The combined action of small molecules called hormones and the receptors that bind hormones to decipher their message allows organs to develop and grow in step with one another. During development of the model organism Drosophila melanogaster, pulses of the steriod hormone, ecdysone, cause tissue-specific developmental decisions to be made and also help to coordinate development of distant tissues and organs. Ecdysone binds the Ecdysone Receptor (EcR), a specialized transcription factor called a Type-II nuclear hormone receptor. The binding of ecydsone along with protein:protein interactions between EcR and coregulator proteins direct EcR to turn on or turn off genes. The Wardwell-Ozgo lab uses Drosophila to explore how coregulators inform steroid hormone signaling to direct tissue-specific developmental decisions. We achieve this by exploiting our innovative research platform which allows us to elegantly remove hormone signaling from individual cells and measure the resulting consequences.

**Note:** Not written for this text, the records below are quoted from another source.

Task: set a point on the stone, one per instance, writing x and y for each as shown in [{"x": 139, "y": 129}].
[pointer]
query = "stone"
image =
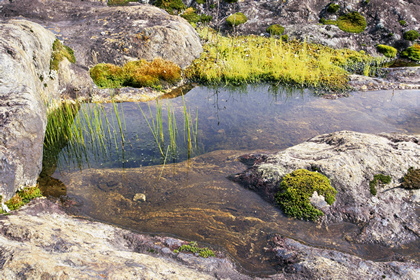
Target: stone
[
  {"x": 26, "y": 86},
  {"x": 350, "y": 160}
]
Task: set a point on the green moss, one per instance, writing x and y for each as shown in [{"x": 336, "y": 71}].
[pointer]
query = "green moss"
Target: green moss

We use our novel hormone disrupting tools and take genetic, molecular, and biochemical approaches to:
1) Probe biological phenomena
The transition from a reproductively immature stage through an intermediate stage to become a mature, reproductive adult is conserved in many metazoan species. Like humans, flies go through puberty! In the fruit fly this intermediate stage, analogous to human puberty, corresponds to the pupal transition between a juvenile larval period of growth and the reproductive adult stage. In both humans and Drosophila, this process is controlled by the relationship between internal cues from steroid hormone signaling the integration of external signals from the environment. One of the crucial environmental regulators of this transition is nutritional status. Poor nutritional status delays puberty in humans and pupariation in Drosophila, demonstrating that adequate nutrition is a conserved constraint for the juvenile-to-adult developmental transition. Little is known at the basic and molecular level about the intersection between the endocrine and environmental regulation of puberty. We take a discovery-based and modern genetic approach to explore how these pathways converge to regulate the pubertal transition.

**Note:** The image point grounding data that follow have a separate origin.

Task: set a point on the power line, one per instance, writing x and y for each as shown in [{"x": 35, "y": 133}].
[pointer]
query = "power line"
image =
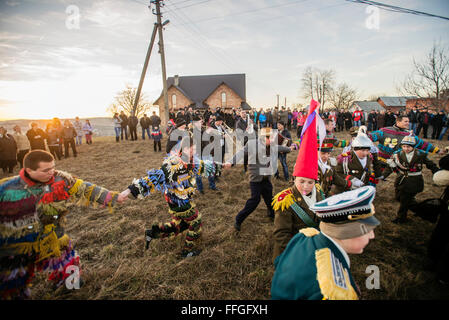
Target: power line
[
  {"x": 188, "y": 23},
  {"x": 252, "y": 10},
  {"x": 392, "y": 8}
]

2) Parse the moleclar genetics of nuclear hormone transcriptional regulation
Ecdysone controls devleopmental changes in multiple tissues that result in irreversible changes. However a longstanding, unanswered biological question is how tissues respond to the same hormone differently. The lab is interested in how coregulators in different tissues and at different times shape the way tissues respond to ecydsone pulses. We are generating a collection of genetic tools that allow us to disrupt specific coregulator:EcR interactions to determine their importance.